The garden-wall episode with the Brownlows is true, as was her practice of giving her girlhood friends names out of romances—and listing them in her notebook. Lady Mary did indeed slit twenty pages from her earliest album of poems and stories (dating from 1702-04, when she was twelve to fourteen), and then burn them. She squeezed the poem quoted into a blank space on an earlier page; its content strongly suggests that while it was she who carried out this “burning and blotting,” she did not do so voluntarily. The poem’s phrasing sounds as if it answers direct accusations: I have reconstructed the book-burning episode from these clues.
The critic who made her mutilate her work remains unknown, however, as does the exact nature of the offense. Very young, she developed a dangerous taste for both reading and writing tales that lightly masked real people’s adventures as fiction. Later, this temptation wo
uld get her into much worse trouble; I have surmised that her mistake at fourteen may have been an early foray into this habit. Whatever the problem was, it was particular to the excised pages, or the whole book would have burned.
Her tormentor may have been her French governess, Madame Dupont, or her brother’s tutor (who possibly also tutored Lady Mary), but the anger-prone authority in her life whose biography was hands down most tale worthy was her father. I have drawn his character from sketches to be found in her diary and romances. He did, in fact, always require from his children the ritual court greeting of bended knee and kissed hand. In 1709 Kneller painted Kingston in a suit of purple velvet; I have drawn his physical description from this painting, and put him in morning dress of the same material.
Lady Mary gave out many different stories about teaching herself Latin in secret. At times she credited Wortley with sparking her desire to learn. She also credited both Wortley and Congreve for help along the way.
As an old woman, Lady Mary saw her father in a rakish character from Samuel Richardson’s novel Sir Charles Grandison; had she survived to read Jane Austen’s Pride and Prejudice, she would surely have seen Edward Wortley Montagu in Elizabeth Bennett’s first disagreeable impressions of Mr. Darcy: but Wortley never transformed into Prince Charming.
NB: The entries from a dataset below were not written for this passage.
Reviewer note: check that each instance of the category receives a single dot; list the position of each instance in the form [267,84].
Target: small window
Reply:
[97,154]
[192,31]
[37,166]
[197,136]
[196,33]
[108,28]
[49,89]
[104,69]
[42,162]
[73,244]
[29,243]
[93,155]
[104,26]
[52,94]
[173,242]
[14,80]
Lady Mary described him in arch detail in her letters and romances—especially the tale of Princess Docile (herself) and Prince Sombre, clearly a fictionalized alter ego of Wortley. “He had all the qualities of an upright man, and no single quality of an amiable one,” she wrote: a line I’ve adapted as an exchange between Lady Mary and her sister. Wortley’s letters to Lady Mary uphold her romance characterizations of him, good, bad, and irritating.